Le nouveau premier ministre, qui a supervisé l'entrée de la Grèce dans la zone euro en 2002, doit remporter un vote de confiance avant la réunion des ministres de la zone euro à Bruxelles jeudi prochain.
Au début du débat qui a eu lieu en amont du vote devant ou non lui accorder la confiance du parlement, il a déclaré à l'assemblée que les politiques nécessaires pour assurer le versement de l'aide internationale avaient aggravé la récession, mais que la Grèce n'avait pas d'autre choix que de rester dans la zone euro.
Les réformes, y compris l'élargissement de la base d'imposition et la lutte contre la fraude fiscale latente, pourraient atténuer le problème, a-t-il déclaré.
L'ampleur de la tâche herculéenne qui lui incombe a été illustrée par le refus du dirigeant du parti Nouvelle démocratie, Antonis Samaras, de voter en faveur des mesures d'austérité.

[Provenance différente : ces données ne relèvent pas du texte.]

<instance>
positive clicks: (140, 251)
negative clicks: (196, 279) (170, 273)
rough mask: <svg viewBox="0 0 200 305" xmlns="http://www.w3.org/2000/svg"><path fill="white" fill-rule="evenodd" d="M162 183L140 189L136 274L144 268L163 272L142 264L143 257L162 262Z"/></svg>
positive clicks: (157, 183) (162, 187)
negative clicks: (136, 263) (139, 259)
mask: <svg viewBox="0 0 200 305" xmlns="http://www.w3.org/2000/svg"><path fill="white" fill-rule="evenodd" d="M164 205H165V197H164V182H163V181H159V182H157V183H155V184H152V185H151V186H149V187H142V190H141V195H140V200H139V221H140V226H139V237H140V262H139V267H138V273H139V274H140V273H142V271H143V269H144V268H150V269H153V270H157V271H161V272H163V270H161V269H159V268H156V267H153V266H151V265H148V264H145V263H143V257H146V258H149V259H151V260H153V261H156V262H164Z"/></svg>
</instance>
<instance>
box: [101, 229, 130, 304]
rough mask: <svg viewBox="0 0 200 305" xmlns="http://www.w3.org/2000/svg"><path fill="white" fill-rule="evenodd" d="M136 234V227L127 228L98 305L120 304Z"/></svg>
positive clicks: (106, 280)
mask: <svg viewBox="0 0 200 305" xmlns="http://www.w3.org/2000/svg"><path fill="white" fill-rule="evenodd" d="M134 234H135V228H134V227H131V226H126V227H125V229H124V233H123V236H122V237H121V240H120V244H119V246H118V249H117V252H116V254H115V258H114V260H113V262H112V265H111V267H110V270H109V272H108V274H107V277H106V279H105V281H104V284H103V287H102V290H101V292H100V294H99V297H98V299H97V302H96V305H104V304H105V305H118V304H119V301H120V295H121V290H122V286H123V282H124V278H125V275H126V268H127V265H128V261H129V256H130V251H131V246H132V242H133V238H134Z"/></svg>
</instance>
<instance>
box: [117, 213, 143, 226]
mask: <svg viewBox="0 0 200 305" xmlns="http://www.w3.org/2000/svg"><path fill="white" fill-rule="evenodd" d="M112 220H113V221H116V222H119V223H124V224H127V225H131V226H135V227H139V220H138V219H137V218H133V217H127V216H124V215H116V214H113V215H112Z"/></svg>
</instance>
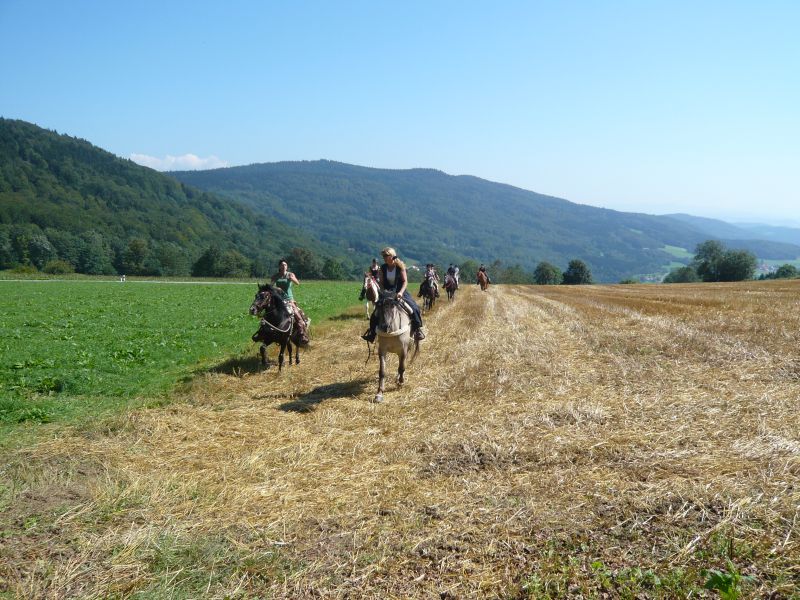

La décision prise avec les créditeurs étrangers de réduire les dépenses et d'augmenter les impôts devrait être revue en faveur de la croissance économique.
« Je soutiens l'objectif de réduction des dépenses du gouvernement […] afin de réduire la dette, d'éradiquer le déficit, et d'engager des changements structurels. Je n'approuve pas les mesures qui nuisent à la croissance », a-t-il déclaré aux députés du parti.
Les inspecteurs des créditeurs internationaux de la Grèce, la « troïka », devaient rencontrer le gouvernement de M. Papademos à l'issue du vote de confiance, mais il n'est à présent pas certain que cette rencontre ait lieu.